Does this help, @Marcus1?

 

 

 

Hello Christian

Many, many thanks for the thorough explanation. It does help indirectly, as it is very well summarized.

However, I am still wondering how other companies and Google Workspace admins deal with a basic problem: If you use a 3rd party vendor for your GW backups, you are creating a single point of failure in which the vendor being hacked or malintentioned, would mean them having access to all your live data+backups.

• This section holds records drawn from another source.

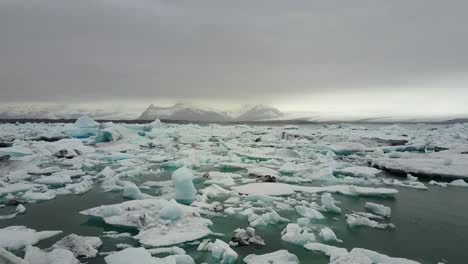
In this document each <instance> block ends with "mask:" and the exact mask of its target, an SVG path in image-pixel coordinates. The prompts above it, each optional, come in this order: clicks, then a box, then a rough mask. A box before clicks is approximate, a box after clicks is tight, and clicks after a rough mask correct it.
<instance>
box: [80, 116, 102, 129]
mask: <svg viewBox="0 0 468 264" xmlns="http://www.w3.org/2000/svg"><path fill="white" fill-rule="evenodd" d="M75 126H76V127H78V128H98V127H99V123H98V122H96V121H94V120H93V119H91V118H90V117H89V116H81V117H80V118H78V119H77V120H76V121H75Z"/></svg>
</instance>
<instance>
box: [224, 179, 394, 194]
mask: <svg viewBox="0 0 468 264" xmlns="http://www.w3.org/2000/svg"><path fill="white" fill-rule="evenodd" d="M231 189H233V190H234V191H237V192H239V193H244V194H264V195H291V194H294V193H295V192H296V191H297V192H306V193H323V192H329V193H339V194H343V195H348V196H358V195H361V196H379V197H392V196H394V195H395V194H397V193H398V191H397V190H395V189H389V188H372V187H360V186H354V185H331V186H324V187H315V186H299V185H292V184H286V183H276V182H275V183H270V182H268V183H267V182H265V183H249V184H246V185H241V186H234V187H231Z"/></svg>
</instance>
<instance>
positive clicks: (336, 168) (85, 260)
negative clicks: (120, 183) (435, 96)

I get quite anxious when I think about it. Is it just me?

In today's landscape it's normal to be anxious.  Talking about worst case scenarios can be intense.  

If you do decide to go with a backup solution you have to think about it like any application with access to your companies data.  This is obviously more data than most apps would have access to so there may be more due diligence.  There is always a layer of trust and the company you choose ideally has enough criteria to make you comfortable.  Things like history (hacked, stolen data) and compliance, SOC, ISO etc.

 

Thanks! Glad I am not the only one have some kind of anxiety over it ๐Ÿ™‚

Yes. Indeed. For instance, for cloud backup solutions, I find CloudAlly to be a potential best bet since it is part of a very big company (Opentext, Canada).